Notification mechanism for observability issue alerts
Split out of https://gitlab.com/gitlab-com/gl-infra/infrastructure/-/issues/11571.
From that issue:
Nice To Have: each of the Incident issues is assigned to
@sre-observability
Rather than jump straight to a solution, let's consider the problem:
- Alertmanager will currently open issues in https://gitlab.com/gitlab-com/gl-infra/production/issues for SLI breaches that are related to the observability team in the service catalog.
- Non-generic alerts (outside of the metrics-catalog) can also open issues in the production or infrastructure issue trackers, if they are labelled as such by
incident_project. - This is orthogonal to paging-ness: most SLI breaches will also page the on-call, and any non-generic alert can be made paging.
- Today, we have one on-call, that handles alerts we've deemed urgent (paging), even if they end up assigning the consequential work to a team. Customarily, the on-call opens an issue with a Slack command, which would duplicate issues if one has already been created.
- Non-urgent alerts that open incident issues still need to be attended to at some point. Today, I doubt any team member subscribes to the production issue tracker. The signal:noise of such a move would be far too low.
Solution 1: Observability incident issue tracker
Create a new GitLab project for observability incidents, and change our team's issue tracker in the service catalog to this.
- SREs in the o11y team could subscribe to this project. This causes the whole team to get an async, non-paging notification that there is work to be done, and someone can assign themselves (or the engineering manager can).

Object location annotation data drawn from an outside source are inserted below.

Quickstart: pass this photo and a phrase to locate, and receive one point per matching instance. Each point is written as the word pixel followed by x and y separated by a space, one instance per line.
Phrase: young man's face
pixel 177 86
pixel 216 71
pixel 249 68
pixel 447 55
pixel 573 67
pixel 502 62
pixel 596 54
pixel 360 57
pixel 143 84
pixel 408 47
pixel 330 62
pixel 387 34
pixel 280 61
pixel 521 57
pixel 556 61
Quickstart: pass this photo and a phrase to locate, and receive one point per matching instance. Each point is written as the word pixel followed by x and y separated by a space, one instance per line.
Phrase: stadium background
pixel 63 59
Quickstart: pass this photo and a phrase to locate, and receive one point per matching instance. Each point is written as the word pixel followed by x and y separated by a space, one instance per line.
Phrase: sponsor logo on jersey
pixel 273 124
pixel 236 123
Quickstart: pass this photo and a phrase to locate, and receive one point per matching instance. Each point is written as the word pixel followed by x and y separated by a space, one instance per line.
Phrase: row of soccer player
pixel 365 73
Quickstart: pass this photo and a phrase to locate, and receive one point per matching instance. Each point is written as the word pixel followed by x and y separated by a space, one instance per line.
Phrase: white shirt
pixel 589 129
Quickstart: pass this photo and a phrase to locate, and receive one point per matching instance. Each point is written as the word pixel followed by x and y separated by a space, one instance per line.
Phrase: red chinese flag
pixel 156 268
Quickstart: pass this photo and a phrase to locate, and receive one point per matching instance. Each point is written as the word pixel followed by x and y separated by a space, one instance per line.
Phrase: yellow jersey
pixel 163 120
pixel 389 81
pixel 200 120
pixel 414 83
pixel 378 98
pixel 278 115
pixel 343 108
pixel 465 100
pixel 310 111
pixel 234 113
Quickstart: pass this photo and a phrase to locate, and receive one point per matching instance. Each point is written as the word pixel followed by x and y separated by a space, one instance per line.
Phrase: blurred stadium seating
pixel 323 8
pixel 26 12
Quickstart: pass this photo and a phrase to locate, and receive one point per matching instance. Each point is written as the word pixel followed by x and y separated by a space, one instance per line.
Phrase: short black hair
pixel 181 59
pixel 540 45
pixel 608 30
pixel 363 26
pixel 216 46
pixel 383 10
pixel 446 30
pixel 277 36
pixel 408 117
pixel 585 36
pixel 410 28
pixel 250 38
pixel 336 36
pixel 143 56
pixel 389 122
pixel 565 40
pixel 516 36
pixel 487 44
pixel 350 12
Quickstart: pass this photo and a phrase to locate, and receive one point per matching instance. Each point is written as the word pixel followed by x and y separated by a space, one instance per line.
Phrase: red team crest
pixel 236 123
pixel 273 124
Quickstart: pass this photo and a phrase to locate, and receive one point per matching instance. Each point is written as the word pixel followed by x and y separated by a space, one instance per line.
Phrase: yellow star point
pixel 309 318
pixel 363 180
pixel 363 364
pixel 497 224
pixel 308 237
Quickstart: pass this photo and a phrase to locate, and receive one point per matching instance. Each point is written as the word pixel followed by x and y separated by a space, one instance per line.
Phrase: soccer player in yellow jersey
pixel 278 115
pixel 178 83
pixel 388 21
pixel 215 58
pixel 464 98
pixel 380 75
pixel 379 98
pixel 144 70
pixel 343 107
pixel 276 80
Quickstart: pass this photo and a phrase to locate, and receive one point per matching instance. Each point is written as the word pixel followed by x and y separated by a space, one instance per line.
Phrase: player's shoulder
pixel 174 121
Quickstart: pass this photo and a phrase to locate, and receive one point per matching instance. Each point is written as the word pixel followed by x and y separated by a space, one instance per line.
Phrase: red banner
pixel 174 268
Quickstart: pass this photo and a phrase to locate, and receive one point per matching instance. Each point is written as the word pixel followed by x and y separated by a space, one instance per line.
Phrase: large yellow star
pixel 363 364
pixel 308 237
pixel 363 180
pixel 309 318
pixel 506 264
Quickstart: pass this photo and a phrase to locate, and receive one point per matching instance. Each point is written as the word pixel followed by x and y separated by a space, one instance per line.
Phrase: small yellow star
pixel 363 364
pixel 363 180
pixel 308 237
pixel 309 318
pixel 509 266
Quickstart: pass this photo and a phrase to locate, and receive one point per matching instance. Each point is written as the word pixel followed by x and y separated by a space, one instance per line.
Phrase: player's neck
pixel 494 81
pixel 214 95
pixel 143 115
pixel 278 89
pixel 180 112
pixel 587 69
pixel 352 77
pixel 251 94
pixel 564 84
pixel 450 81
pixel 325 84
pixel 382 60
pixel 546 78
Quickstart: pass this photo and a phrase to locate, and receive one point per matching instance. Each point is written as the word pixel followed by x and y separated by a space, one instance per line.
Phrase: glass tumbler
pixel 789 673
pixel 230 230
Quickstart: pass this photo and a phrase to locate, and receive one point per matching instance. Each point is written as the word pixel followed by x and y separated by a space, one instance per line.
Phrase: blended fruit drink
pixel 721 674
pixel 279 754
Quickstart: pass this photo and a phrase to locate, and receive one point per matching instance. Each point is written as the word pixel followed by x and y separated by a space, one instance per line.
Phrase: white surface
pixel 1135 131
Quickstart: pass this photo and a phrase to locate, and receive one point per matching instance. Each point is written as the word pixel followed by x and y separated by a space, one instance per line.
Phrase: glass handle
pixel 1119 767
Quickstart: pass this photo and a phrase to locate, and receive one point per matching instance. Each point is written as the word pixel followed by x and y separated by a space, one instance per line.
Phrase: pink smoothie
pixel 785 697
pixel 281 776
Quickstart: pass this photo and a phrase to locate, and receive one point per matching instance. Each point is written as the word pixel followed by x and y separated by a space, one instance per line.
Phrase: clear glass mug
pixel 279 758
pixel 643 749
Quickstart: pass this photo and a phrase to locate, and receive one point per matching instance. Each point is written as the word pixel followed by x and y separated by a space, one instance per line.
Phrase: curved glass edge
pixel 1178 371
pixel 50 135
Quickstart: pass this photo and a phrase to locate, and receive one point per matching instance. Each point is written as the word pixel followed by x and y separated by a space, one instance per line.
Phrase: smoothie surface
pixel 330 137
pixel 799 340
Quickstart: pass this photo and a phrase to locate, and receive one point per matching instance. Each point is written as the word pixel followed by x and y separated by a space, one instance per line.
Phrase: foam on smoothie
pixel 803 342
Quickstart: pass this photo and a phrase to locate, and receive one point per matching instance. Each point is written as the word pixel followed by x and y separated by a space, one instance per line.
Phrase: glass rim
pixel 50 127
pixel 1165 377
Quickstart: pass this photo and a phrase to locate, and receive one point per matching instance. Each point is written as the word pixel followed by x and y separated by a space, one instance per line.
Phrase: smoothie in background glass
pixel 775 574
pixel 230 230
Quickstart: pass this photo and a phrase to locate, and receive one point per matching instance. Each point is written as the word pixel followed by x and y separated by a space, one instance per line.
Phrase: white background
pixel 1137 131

- We would still maintain a separate issue tracker for project work, even if one day we split out of the infra tracker. We need to keep the signal:noise in trackers the whole team is expected to subscribe to high, and getting notifications for every piece of project work would not help that.

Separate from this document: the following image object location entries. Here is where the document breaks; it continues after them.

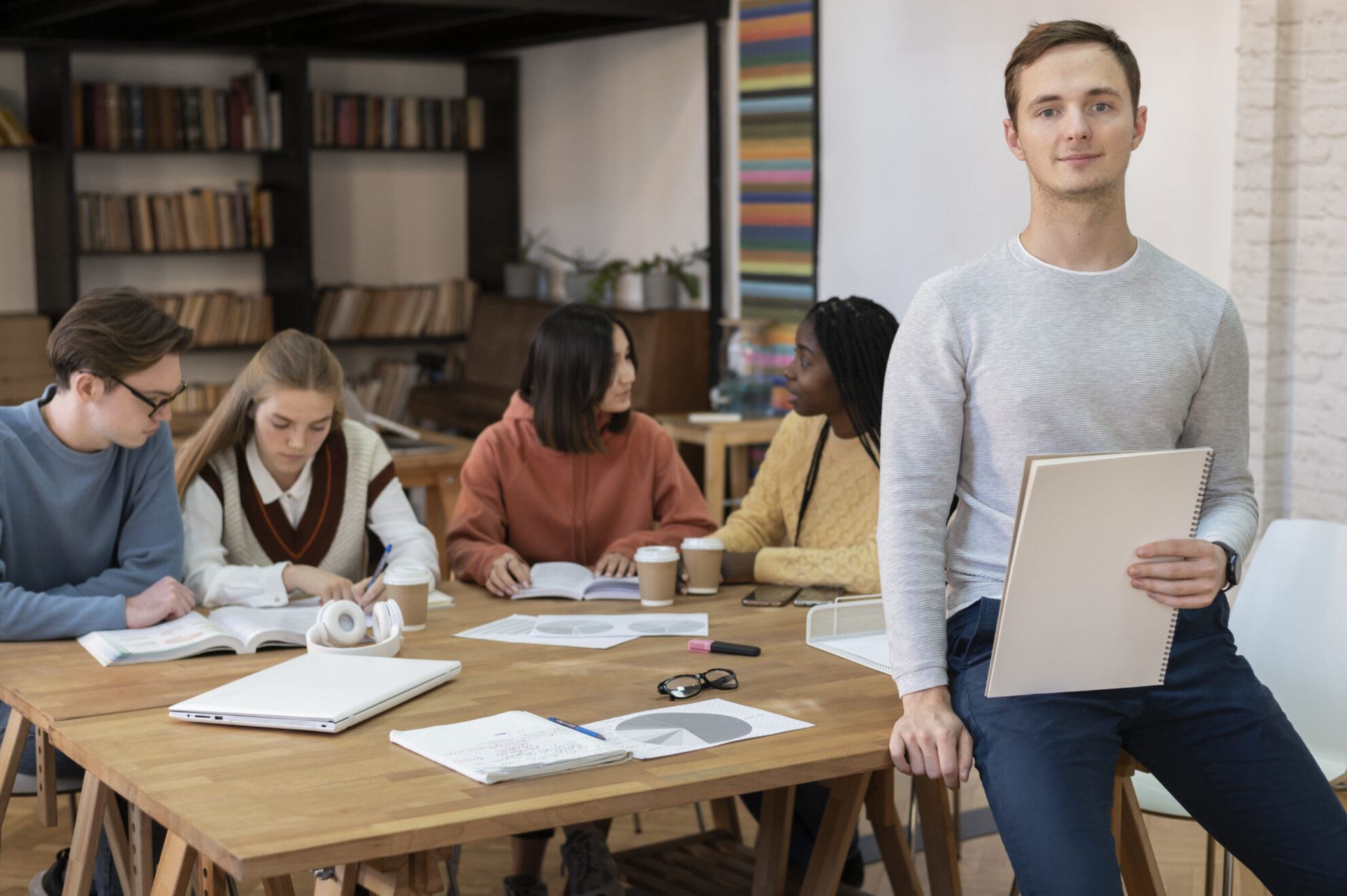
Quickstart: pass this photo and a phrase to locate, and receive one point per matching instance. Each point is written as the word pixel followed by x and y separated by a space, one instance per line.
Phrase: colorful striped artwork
pixel 778 151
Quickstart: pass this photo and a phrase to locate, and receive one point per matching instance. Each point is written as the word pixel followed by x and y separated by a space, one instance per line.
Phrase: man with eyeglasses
pixel 90 533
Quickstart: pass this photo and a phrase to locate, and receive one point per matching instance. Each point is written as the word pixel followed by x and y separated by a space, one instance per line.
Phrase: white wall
pixel 916 177
pixel 18 291
pixel 613 143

Solution 2: Auto-assign o11y incident issues to the whole team
- Would likely require extending the GitLab alertmanager webhook receiver to support assignment.
- It's not clear that alertmanager's webhook configuration is expressive enough to pass the necessary information to a receiver.
- Assignment to everyone can devolve into assignment to no-one.
- To avoid duplicating work, someone would have to express their "claiming" of the issue by unassigning everyone else.
Comparing the 2 solutions, I favor solution 1. Discussion welcome!
Paging incident issues
Additionally, we could add a link to the incident issue in alert slack notifications using the incident_project label. That would help the SRE on-call find issues that have already been created for some alerts, and avoid duplication.
@gitlab-com/gl-infra/sre-observability wdyt?